This weekend’s Six Flags death in Texas shocked parkgoers and raised some scary questions about the safety of thrill rides — but more worrisome is the revelation that no regulatory body oversees the private entities or wholly monitors their safety.
The Six Flags death of mom Rosy Esparza occurred on the “Texas Giant,” with the woman falling to her death on the wooden coaster right in front of her traumatized young daughters.
Esparza died Friday at Six Flags Over Texas in Arlington, but the specifics of the fatal accident have yet to be determined or released. Some have speculated that improper engagement of a restraint bar allowed the woman to fall from the car during the course of the coaster ride, but Six Flags spokeswoman Sharon Parker said that until an exact cause was determined, unconfirmed theories may be hurtful to the victim’s family:
“We are committed to determining the cause of this tragic accident and will utilize every resource throughout this process… It would be a disservice to the family to speculate regarding what transpired.”

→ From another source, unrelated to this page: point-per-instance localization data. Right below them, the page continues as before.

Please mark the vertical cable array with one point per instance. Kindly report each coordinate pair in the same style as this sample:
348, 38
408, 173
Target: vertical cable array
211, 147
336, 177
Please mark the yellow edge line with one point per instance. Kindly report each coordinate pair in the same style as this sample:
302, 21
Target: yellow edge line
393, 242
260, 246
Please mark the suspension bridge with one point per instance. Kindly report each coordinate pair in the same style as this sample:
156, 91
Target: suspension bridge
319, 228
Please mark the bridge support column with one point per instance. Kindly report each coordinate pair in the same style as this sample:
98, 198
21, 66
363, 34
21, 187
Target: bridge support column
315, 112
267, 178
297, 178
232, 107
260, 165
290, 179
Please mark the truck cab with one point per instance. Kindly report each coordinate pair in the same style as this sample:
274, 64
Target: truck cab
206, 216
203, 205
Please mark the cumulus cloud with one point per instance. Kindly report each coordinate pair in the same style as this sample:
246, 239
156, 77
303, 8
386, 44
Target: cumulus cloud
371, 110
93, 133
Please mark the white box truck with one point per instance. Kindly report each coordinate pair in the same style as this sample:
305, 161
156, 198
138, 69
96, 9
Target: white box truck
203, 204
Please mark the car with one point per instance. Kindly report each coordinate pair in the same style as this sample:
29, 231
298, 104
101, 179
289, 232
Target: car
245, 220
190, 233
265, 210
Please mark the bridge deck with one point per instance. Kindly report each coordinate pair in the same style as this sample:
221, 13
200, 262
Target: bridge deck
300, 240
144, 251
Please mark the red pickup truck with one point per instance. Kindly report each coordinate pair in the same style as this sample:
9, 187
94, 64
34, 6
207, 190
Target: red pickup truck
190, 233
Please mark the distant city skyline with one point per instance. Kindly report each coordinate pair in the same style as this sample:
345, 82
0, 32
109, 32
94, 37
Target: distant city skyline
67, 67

However, it will be down to Six Flags’ death investigation to get to the bottom of the fatal accident, as some digging by NBC reveals that no agency is responsible for ensuring safety at such venues as an outsider — meaning Six Flags itself will be the sole arbiter of what may have happened and how to prevent it.
The network quotes Sen. Ed Markey (D-MA), who attempted to initiate amusement park oversight federally back in 1999. After the recent Six Flags death, Markey again lashed out at “roller coasters that hurtle riders at extreme speeds along precipitous drops.”
“A baby stroller is subject to tougher federal regulation than a roller coaster carrying a child in excess of 100 miles per hour… This is a mistake.”
This weekend’s Six Flags death was the second at the Arlington park since its 1961 opening.